Dundalk boss Stephen Kenny has said he would consider it the "ultimate honour" to lead the Boys In Green.
Along with Mick McCarthy, the Lilywhites gaffer is one of the bookies' favourites to replace Martin O'Neill as Ireland manager.
He is up against five other potential contenders, including former Real Madrid manager and Manchester United coach Carlos Queiroz and former England managers Sven-Goran Eriksson and Sam Allardyce.
Speaking at a presentation in Dundalk, the 47-year-old said he had no "PR strategy" to secure the holy grail of jobs.
"I don't have a dream team. I think ultimately I'm a football coach and I have great respect for all the players at Dundalk and for everyone connected to the club.
"I think managing your country is the ultimate honour.

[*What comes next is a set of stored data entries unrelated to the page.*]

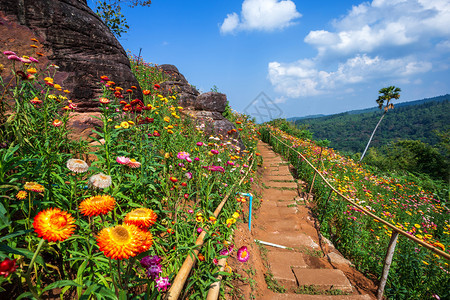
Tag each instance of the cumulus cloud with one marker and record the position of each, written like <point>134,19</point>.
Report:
<point>263,15</point>
<point>372,27</point>
<point>303,78</point>
<point>375,40</point>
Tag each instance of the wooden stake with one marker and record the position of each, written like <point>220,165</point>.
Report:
<point>387,264</point>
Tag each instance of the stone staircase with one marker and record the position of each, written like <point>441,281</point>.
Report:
<point>310,267</point>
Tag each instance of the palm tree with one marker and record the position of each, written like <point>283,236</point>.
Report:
<point>387,94</point>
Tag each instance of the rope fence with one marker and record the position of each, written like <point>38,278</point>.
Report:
<point>395,231</point>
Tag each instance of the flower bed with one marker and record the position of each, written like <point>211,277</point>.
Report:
<point>115,218</point>
<point>416,273</point>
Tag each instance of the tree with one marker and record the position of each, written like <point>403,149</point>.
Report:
<point>110,11</point>
<point>387,94</point>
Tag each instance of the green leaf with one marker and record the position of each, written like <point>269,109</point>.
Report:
<point>17,233</point>
<point>26,294</point>
<point>23,252</point>
<point>60,284</point>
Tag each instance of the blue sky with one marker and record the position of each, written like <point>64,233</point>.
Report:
<point>307,57</point>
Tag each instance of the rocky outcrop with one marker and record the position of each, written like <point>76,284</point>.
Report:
<point>74,38</point>
<point>177,82</point>
<point>206,108</point>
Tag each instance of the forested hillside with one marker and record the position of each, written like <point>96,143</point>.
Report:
<point>350,132</point>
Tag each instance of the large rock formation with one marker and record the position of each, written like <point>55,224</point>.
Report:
<point>206,108</point>
<point>74,38</point>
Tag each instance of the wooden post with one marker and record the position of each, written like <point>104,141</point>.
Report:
<point>314,177</point>
<point>213,293</point>
<point>387,264</point>
<point>326,203</point>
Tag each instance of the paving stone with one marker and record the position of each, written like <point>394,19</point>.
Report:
<point>279,177</point>
<point>336,258</point>
<point>276,296</point>
<point>287,185</point>
<point>291,239</point>
<point>323,279</point>
<point>275,194</point>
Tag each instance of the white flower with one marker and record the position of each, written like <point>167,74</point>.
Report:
<point>100,181</point>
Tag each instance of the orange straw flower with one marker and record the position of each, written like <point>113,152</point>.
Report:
<point>123,241</point>
<point>97,205</point>
<point>141,217</point>
<point>54,224</point>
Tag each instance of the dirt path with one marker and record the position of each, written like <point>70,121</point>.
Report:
<point>308,267</point>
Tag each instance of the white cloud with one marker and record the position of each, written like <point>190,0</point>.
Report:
<point>303,78</point>
<point>263,15</point>
<point>378,40</point>
<point>372,27</point>
<point>230,23</point>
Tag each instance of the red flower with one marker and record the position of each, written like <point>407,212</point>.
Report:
<point>7,266</point>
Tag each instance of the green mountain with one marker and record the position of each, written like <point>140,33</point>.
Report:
<point>414,120</point>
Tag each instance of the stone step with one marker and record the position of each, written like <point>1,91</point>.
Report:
<point>292,239</point>
<point>315,297</point>
<point>287,185</point>
<point>279,177</point>
<point>281,263</point>
<point>323,279</point>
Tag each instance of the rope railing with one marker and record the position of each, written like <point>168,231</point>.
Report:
<point>404,233</point>
<point>183,273</point>
<point>395,231</point>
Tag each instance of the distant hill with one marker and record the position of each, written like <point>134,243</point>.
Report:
<point>350,131</point>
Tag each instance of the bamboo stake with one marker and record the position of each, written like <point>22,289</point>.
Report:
<point>213,293</point>
<point>179,281</point>
<point>314,177</point>
<point>387,264</point>
<point>375,217</point>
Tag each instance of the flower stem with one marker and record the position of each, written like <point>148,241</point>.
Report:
<point>116,289</point>
<point>30,267</point>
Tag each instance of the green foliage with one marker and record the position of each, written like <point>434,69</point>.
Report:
<point>138,147</point>
<point>110,11</point>
<point>349,132</point>
<point>407,201</point>
<point>290,128</point>
<point>412,156</point>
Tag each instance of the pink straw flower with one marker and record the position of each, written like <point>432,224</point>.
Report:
<point>162,283</point>
<point>14,57</point>
<point>133,163</point>
<point>243,254</point>
<point>183,155</point>
<point>122,160</point>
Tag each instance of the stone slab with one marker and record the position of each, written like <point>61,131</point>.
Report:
<point>290,239</point>
<point>279,177</point>
<point>284,195</point>
<point>287,185</point>
<point>276,296</point>
<point>323,279</point>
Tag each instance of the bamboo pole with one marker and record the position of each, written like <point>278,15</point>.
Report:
<point>375,217</point>
<point>314,177</point>
<point>387,264</point>
<point>179,281</point>
<point>213,293</point>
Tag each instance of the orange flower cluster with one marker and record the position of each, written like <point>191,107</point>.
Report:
<point>97,205</point>
<point>54,224</point>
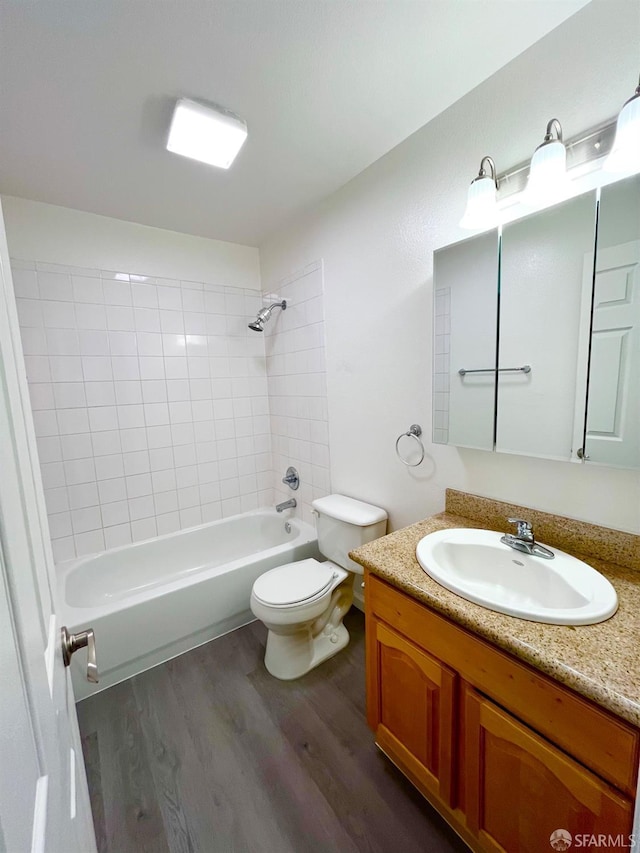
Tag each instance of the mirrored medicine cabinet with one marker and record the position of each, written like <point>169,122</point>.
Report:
<point>537,333</point>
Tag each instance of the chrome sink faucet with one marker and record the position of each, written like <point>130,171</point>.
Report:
<point>524,540</point>
<point>290,504</point>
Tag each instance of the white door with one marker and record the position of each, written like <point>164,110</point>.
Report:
<point>613,411</point>
<point>44,802</point>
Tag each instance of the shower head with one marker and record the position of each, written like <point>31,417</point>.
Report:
<point>264,314</point>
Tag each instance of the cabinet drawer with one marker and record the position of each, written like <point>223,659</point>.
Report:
<point>520,789</point>
<point>411,708</point>
<point>594,737</point>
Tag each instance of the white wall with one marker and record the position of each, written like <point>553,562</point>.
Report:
<point>59,235</point>
<point>376,237</point>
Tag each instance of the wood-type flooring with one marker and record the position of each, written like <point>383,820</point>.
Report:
<point>208,753</point>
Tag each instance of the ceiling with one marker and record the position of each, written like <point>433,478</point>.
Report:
<point>326,88</point>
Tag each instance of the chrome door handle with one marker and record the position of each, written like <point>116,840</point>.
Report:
<point>72,642</point>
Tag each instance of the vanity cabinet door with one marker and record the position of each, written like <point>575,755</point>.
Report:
<point>411,708</point>
<point>519,788</point>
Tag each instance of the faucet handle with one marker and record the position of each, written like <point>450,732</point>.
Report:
<point>524,527</point>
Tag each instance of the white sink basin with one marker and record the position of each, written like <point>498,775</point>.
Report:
<point>478,566</point>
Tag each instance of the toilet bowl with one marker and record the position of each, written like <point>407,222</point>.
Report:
<point>303,603</point>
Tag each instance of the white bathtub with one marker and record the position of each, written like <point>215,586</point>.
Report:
<point>153,600</point>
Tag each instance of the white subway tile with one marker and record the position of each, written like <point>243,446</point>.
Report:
<point>168,523</point>
<point>165,502</point>
<point>149,343</point>
<point>128,393</point>
<point>69,395</point>
<point>123,343</point>
<point>116,292</point>
<point>170,298</point>
<point>97,368</point>
<point>89,316</point>
<point>63,549</point>
<point>163,481</point>
<point>176,368</point>
<point>115,512</point>
<point>144,295</point>
<point>171,322</point>
<point>154,390</point>
<point>45,423</point>
<point>112,490</point>
<point>100,393</point>
<point>103,418</point>
<point>106,443</point>
<point>161,458</point>
<point>110,466</point>
<point>55,286</point>
<point>120,318</point>
<point>141,507</point>
<point>78,471</point>
<point>82,496</point>
<point>130,417</point>
<point>156,414</point>
<point>86,519</point>
<point>118,535</point>
<point>125,368</point>
<point>89,543</point>
<point>138,485</point>
<point>190,517</point>
<point>159,436</point>
<point>76,446</point>
<point>52,475</point>
<point>41,394</point>
<point>147,319</point>
<point>145,528</point>
<point>72,420</point>
<point>30,312</point>
<point>133,439</point>
<point>151,367</point>
<point>136,462</point>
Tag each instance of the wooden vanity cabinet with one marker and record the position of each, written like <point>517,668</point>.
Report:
<point>505,753</point>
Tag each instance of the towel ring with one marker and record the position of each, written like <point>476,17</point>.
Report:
<point>414,431</point>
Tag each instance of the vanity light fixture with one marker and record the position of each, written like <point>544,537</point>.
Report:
<point>548,170</point>
<point>625,154</point>
<point>206,133</point>
<point>482,206</point>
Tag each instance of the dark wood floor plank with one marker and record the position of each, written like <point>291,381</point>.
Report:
<point>265,781</point>
<point>132,820</point>
<point>221,757</point>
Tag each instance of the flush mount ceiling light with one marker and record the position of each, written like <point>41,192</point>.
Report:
<point>625,154</point>
<point>482,206</point>
<point>548,170</point>
<point>209,134</point>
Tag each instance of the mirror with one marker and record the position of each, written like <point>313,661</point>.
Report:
<point>562,336</point>
<point>612,435</point>
<point>545,260</point>
<point>465,330</point>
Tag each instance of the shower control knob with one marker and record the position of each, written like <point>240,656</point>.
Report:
<point>72,642</point>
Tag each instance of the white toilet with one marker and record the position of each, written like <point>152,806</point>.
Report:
<point>303,604</point>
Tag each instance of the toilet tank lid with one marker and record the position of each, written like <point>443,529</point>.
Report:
<point>350,510</point>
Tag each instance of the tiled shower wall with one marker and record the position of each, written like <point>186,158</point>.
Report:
<point>150,402</point>
<point>296,369</point>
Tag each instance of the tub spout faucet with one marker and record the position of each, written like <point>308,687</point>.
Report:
<point>290,504</point>
<point>524,540</point>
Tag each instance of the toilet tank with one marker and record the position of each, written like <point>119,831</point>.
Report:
<point>344,524</point>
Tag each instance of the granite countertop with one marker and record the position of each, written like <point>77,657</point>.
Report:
<point>600,662</point>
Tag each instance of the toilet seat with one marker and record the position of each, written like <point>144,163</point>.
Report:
<point>296,583</point>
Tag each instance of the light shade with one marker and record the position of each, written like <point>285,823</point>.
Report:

If you offered me the job of managing Real Madrid or Barcelona or Ireland, I would choose to manage Ireland, because it's the greatest honour you can have as an Irishman."
Kenny's experience of the Irish league and his familiarity with the structure of the game would be a huge plus, yet McCarthy boasts top level experience in English club management and on the international stage as he pushes to return to the post.

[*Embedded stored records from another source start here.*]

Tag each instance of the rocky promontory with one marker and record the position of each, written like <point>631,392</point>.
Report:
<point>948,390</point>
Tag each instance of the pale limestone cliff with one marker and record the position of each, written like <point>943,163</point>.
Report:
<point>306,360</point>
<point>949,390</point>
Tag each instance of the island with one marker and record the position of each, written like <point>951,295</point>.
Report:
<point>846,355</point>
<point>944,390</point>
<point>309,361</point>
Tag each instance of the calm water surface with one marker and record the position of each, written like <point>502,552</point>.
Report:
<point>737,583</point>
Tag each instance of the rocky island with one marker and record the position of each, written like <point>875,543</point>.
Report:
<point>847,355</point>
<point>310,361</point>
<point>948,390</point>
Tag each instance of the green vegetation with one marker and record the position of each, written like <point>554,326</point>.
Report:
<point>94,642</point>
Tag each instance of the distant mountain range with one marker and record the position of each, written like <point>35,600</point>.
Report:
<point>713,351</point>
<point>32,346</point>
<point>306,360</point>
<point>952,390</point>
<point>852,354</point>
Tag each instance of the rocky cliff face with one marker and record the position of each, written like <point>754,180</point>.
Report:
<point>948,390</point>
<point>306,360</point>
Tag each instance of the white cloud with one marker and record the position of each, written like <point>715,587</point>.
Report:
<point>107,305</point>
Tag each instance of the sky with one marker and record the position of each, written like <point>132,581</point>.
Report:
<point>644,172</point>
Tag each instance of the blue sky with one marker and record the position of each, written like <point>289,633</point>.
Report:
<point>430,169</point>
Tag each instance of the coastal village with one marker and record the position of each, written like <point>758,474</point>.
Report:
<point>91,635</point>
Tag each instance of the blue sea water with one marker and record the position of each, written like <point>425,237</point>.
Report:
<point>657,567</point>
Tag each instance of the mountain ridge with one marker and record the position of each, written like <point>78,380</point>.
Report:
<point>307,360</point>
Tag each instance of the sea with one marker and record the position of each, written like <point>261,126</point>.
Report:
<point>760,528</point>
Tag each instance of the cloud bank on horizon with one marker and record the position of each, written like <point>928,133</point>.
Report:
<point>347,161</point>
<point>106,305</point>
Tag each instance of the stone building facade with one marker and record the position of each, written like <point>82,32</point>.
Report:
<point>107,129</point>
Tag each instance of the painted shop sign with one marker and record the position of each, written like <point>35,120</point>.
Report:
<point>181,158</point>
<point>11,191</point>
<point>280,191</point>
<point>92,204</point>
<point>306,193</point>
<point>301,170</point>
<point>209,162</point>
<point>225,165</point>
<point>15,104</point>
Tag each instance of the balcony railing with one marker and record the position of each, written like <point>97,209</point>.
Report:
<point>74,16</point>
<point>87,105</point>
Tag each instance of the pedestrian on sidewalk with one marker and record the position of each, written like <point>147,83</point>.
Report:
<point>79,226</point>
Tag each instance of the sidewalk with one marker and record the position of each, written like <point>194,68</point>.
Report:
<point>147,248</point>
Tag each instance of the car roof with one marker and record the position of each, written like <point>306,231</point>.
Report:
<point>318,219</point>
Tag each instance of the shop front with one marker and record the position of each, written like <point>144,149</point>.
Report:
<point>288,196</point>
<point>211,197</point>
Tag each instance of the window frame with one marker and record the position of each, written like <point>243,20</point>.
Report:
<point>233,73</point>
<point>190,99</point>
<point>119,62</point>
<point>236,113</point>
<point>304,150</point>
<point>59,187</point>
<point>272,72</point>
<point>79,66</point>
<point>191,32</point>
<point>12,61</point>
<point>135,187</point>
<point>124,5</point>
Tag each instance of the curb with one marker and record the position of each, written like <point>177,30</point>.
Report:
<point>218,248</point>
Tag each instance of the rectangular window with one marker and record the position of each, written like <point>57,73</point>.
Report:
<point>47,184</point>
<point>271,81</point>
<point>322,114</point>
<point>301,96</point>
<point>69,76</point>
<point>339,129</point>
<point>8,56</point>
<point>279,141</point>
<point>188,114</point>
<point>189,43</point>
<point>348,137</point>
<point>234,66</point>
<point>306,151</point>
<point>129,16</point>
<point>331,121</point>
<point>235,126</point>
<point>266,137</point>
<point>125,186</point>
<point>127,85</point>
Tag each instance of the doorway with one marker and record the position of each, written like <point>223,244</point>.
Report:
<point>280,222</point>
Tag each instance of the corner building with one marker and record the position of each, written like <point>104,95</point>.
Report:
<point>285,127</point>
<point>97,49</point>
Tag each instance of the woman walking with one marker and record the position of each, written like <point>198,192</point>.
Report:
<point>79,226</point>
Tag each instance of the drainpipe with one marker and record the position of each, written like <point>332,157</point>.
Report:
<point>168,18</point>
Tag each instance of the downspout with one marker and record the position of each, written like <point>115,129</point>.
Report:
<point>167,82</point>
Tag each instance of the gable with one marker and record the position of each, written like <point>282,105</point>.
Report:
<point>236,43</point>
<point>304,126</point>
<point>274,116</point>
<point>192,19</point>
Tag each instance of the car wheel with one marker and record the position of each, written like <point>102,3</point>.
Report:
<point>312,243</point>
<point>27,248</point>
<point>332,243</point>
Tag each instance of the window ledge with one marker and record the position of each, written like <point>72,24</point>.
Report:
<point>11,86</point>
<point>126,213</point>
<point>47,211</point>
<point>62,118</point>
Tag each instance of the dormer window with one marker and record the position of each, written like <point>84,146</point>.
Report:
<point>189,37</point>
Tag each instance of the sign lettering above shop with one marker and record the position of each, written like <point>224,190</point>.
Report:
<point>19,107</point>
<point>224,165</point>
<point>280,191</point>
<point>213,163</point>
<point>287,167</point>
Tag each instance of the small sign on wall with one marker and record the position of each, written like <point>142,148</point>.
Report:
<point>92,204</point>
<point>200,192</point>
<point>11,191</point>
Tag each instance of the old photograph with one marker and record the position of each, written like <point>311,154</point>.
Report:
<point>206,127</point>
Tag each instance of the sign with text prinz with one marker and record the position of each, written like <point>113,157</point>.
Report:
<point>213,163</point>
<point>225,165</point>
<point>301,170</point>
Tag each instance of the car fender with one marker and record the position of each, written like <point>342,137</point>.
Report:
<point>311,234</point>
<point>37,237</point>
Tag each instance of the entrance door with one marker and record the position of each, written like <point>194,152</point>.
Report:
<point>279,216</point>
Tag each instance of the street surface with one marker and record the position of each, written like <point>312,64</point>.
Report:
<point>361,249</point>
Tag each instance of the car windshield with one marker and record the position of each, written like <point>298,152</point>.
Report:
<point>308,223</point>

Meanwhile, former England manager Sam Allardyce announced his interest in succeeding O'Neill.
After Brighton boss Chris Hughton ruled himself out of the running, ex-Limerick boss Allardyce let it be known that he would like to be considered by FAI officials for their top coaching job.

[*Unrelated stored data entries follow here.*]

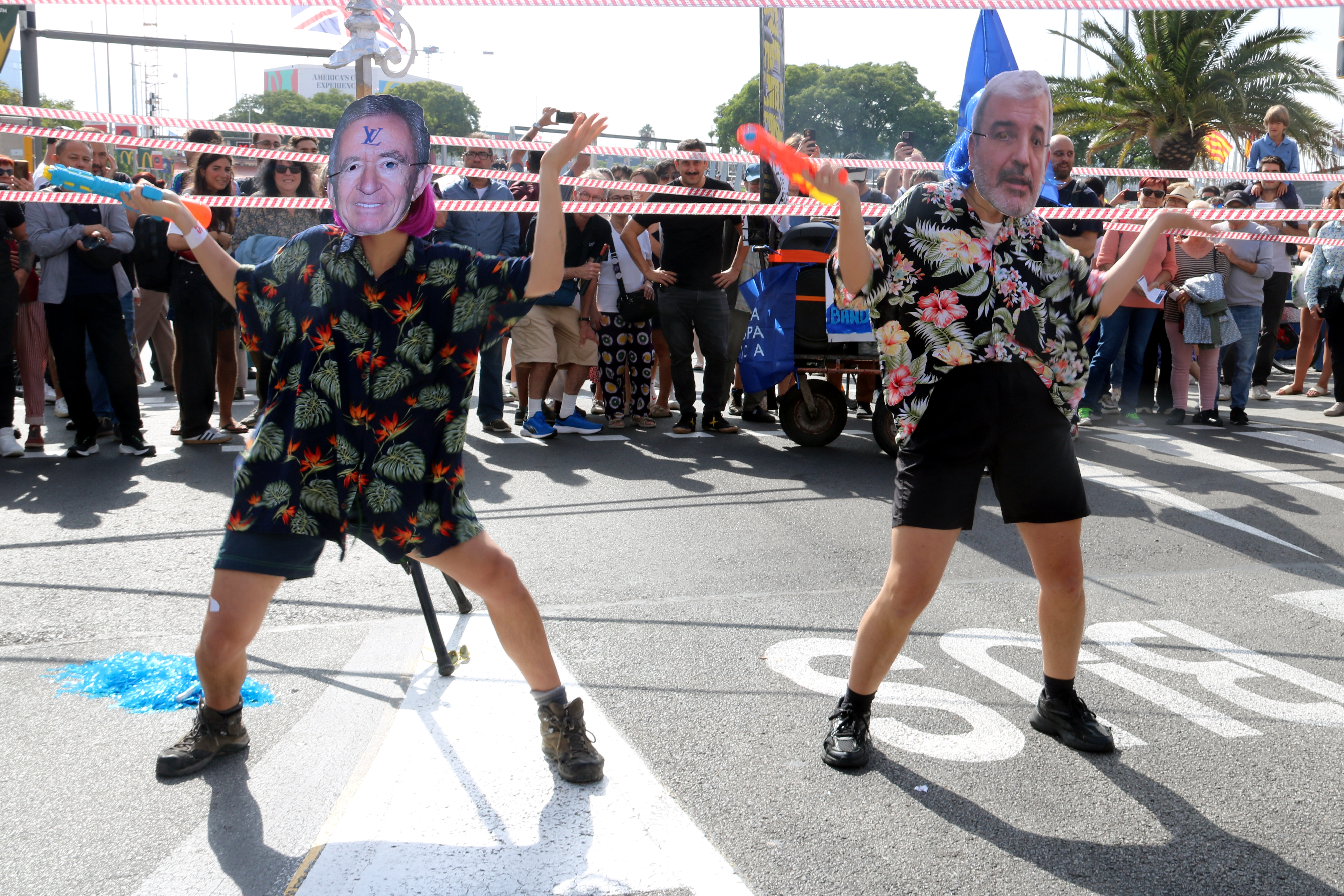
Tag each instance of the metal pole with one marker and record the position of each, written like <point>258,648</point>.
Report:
<point>29,49</point>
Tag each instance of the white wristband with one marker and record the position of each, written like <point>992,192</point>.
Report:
<point>195,237</point>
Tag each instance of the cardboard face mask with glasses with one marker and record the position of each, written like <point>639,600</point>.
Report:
<point>380,166</point>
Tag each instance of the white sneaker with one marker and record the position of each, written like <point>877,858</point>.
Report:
<point>9,445</point>
<point>210,437</point>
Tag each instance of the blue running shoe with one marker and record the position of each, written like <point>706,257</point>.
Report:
<point>537,428</point>
<point>576,422</point>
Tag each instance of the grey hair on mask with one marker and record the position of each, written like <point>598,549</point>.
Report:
<point>1019,85</point>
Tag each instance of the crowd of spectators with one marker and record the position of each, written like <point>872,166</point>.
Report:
<point>650,300</point>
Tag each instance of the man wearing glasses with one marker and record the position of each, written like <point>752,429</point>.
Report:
<point>490,234</point>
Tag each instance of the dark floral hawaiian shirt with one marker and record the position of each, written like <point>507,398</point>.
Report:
<point>373,381</point>
<point>941,296</point>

Allardyce has been out of work since he was sacked by Everton at the end of last season.
He has expressed a desire to have a second shot at international management after his spell with England came to an abrupt end in 2016 when he was caught out in a newspaper sting.
"International football is completely different from Premier League football," he said last year.
"Having worked at seven clubs and kept four of them up after coming in midway through the season, what more can I achieve?
"Manchester United, Chelsea and Arsenal aren't going to come for me, so maybe international football would be a challenge I'd be willing to take.
"It would depend on the opportunity and how successful that international team can be."